Still She Wished for Company (1924), Margaret Irwin’s novel of a timeslip between the late Georgian period and the contemporary Nineteen Twenties, is another novel that celebrates its centenary in February. It tells of a modern London office worker, Jan, and an 18th century country house daughter, Juliana. Seemingly they could have nothing in common: except that they sense each other’s presence.
The author is appreciated by supernatural fiction enthusiasts for some subtle ghost stories, most notably ‘The Earlier Service’, an anthology favourite. Her stories in this vein were gathered in Madame Fears the Dark (1935). However, her wider acclaim was as a historical novelist, particularly with her portrayal of the early life of Elizabeth I, Young Bess (1944), and its sequels.
Irwin had used phrases from children’s rhymes for two earlier novels, How Many Miles to Babylon (1913) and Come Out to Play (1914), and Still She Wished for Company takes its title from an eerie children’s story and rhyme, usually known as ‘The Strange Visitor’. It was collected in late Victorian fairy tale books but probably has older origins.
A lonely woman is spinning at her wheel: ‘and still she sat, and still she span, and still she wished for company.’ Then, as if in answer to her wish, a figure appears, in stages, starting with the feet.

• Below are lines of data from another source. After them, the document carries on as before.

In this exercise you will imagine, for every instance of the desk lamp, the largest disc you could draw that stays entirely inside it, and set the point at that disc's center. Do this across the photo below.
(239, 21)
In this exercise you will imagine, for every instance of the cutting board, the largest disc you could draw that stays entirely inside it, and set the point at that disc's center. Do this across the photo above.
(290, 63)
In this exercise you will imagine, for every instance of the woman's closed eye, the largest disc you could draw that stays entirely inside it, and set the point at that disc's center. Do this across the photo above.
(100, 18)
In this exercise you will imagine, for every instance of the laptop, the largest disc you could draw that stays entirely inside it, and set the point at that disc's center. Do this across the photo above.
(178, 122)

She remains unperturbed throughout, with the refrain as each part appears, ‘and still she sat, and still she span’ (etc). But when the head appears she puts a series of questions about each of the limbs, until the last question of all: ‘Why have you come here?’ ‘For you,’ is the reply and then the whole scene vanishes.
Irwin’s novel uses several echoes from this chilling tale. Her two young women protagonists are also lonely and longing for a richer life: and their glimpses across time are elusive, so that they have to gradually build up a picture of each other (though not in the literal way of the rhyme). It is also a dark stranger, Juliana’s long-exiled brother Lucian, who adds a sense of menace to the story. Even so, Irwin’s novel is a steadier and gentler work than its brisk, bizarre source, notable instead for its restraint and sustained air of mystery: wisely, Irwin never exactly explains the timeslips.

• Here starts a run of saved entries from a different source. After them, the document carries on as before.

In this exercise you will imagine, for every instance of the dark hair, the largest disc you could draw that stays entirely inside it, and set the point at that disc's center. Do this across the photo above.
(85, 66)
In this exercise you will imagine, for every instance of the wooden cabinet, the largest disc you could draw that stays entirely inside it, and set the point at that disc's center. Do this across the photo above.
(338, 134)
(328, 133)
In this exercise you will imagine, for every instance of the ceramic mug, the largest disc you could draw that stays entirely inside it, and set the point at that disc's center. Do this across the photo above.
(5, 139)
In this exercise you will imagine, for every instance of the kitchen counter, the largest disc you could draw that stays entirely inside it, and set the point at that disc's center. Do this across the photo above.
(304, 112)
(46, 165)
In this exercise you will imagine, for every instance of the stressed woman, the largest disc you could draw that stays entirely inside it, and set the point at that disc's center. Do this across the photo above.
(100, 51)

It is well-known that full length ghost stories are very hard to achieve, but Irwin tells most of the story in the 18th century scenes, thus adding the period interest of her historical novels to the attractions. Another attraction is the sustained visionary quality. Although there are hints of Lucian’s diabolism and dabbling in seances, the novel is not inspired by any specific spiritualistic or esoteric background. Instead, her characters move in a half-lit world of dreams, reveries and visions, alongside their everyday preoccupations. The author creates a wistful, melancholy, poetic atmosphere that takes the book beyond the conventions of the form. I was reminded in some ways of the atmosphere of J Meade Falkner’s The Lost Stradivarius (1895), both books having for their time a slightly old-fashioned feel.
There is an excellent longer discussion of Still She Wished for Company at the blog The City of Lost Books, written in 2019 by Rob Maslen, formerly co-director of the Centre for Fantasy and the Fantastic at Glasgow University. This notices in particular how the book conveys the changing roles of women, and the things that do not change. This is another important element of the novel that gives it a continuing resonance today.
Still She Wished for Company is a well-liked book. There was a Fifties reprint (the easiest hardback edition to find), a Penguin paperback and an edition in the Peacock paperback series for young adults. It was also reprinted in the Chatto & Windus Landmark Library (1968), alongside such as titles as Widdershins by Oliver Onions and Don Tarquino by Baron Corvo. It is a thoughtful, enduring work that has lasted its hundred years well.